E o atacante do Barça levou isso tão a sério que adiou seus compromissos comerciais e, em uma partida de treinamento, marcou cinco dos sete gols da Argentina. A Pulga joga em casa, já tem 22 anos e há quatro estreou na seleção contra a Hungria. Tanto ele como Tévez já sabem como atuar. "É preciso ter muita mobilidade para subir. Os defensores deles são grandões", sugere Tévez. Na espera está Palermo, a última surpresa na lista de Maradona. "El Loco" volta à seleção aos 35 anos, dez depois de sua última aparição, na Copa América de 1999, onde errou três pênaltis em uma mesma partida contra a Colômbia. Sua presença, segundo Cappa, se explica caso a equipe precise com urgência de um cabeceador para o último tempo. Higuaín continua sem ser convocado por Deus.

Palermo ficou paralisado quando recebeu a ligação de Maradona.
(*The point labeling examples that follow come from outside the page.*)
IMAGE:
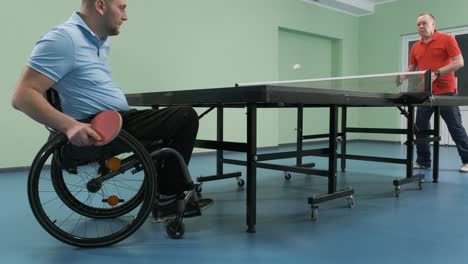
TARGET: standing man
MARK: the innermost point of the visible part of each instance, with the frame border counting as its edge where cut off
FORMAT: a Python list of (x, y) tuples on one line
[(439, 53), (72, 58)]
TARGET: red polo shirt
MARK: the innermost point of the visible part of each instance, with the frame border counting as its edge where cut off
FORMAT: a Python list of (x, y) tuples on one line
[(435, 55)]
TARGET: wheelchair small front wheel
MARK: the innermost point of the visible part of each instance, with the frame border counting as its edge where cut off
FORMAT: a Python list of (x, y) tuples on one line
[(175, 229)]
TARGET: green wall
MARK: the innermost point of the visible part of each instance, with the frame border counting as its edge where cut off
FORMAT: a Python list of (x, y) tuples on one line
[(176, 45), (169, 44)]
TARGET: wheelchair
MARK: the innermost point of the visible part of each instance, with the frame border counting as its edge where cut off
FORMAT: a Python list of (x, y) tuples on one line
[(97, 196)]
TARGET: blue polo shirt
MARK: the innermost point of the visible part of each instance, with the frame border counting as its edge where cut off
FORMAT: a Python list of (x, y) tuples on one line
[(76, 59)]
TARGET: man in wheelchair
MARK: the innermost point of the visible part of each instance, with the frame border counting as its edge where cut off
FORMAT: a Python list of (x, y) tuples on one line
[(72, 58)]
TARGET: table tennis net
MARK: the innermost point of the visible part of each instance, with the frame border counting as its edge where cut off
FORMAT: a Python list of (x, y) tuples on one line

O atacante Eduardo Salvio, de 19 anos, ainda lembra da impressão: "Cada vez que estava ao meu lado na concentração ou mesmo quando veio ao meu quarto me contar, continuava me impactando". Como influi em um vestiário ter um mito como treinador? "A primeira impressão é favorável", responde Cappa, "a segunda também é favorável, mas na terceira o jogador quer um treinador, e não um mito."

O treinador brasileiro Carlos Dunga, velho rival de Maradona na Copa da Itália em 90, confia no conjunto que ganhou a Copa das Confederações com uma novidade: Adriano, que costuma marcar contra a Argentina e que se recuperou no Flamengo. Seguindo o manual de Dunga, o Brasil tentará aproveitar as jogadas estratégicas e a velocidade no contra-ataque de Robinho, Kaká e Luis Fabiano. "Vão nos bater, como sempre", resigna-se Robinho, enquanto o lateral Maicon teme uma emboscada devido às dimensões reduzidas do campo. A partida será jogada em Rosário e não em Buenos Aires porque a população do interior é mais efusiva que a da capital. "É um campo parecido com o do Boca, onde se nota mais a pressão da torcida", explica Cappa. As mensagens de Maradona giram nesse círculo do emocional: "Quem passar ao lado de um com camisa amarela vai ter de correr".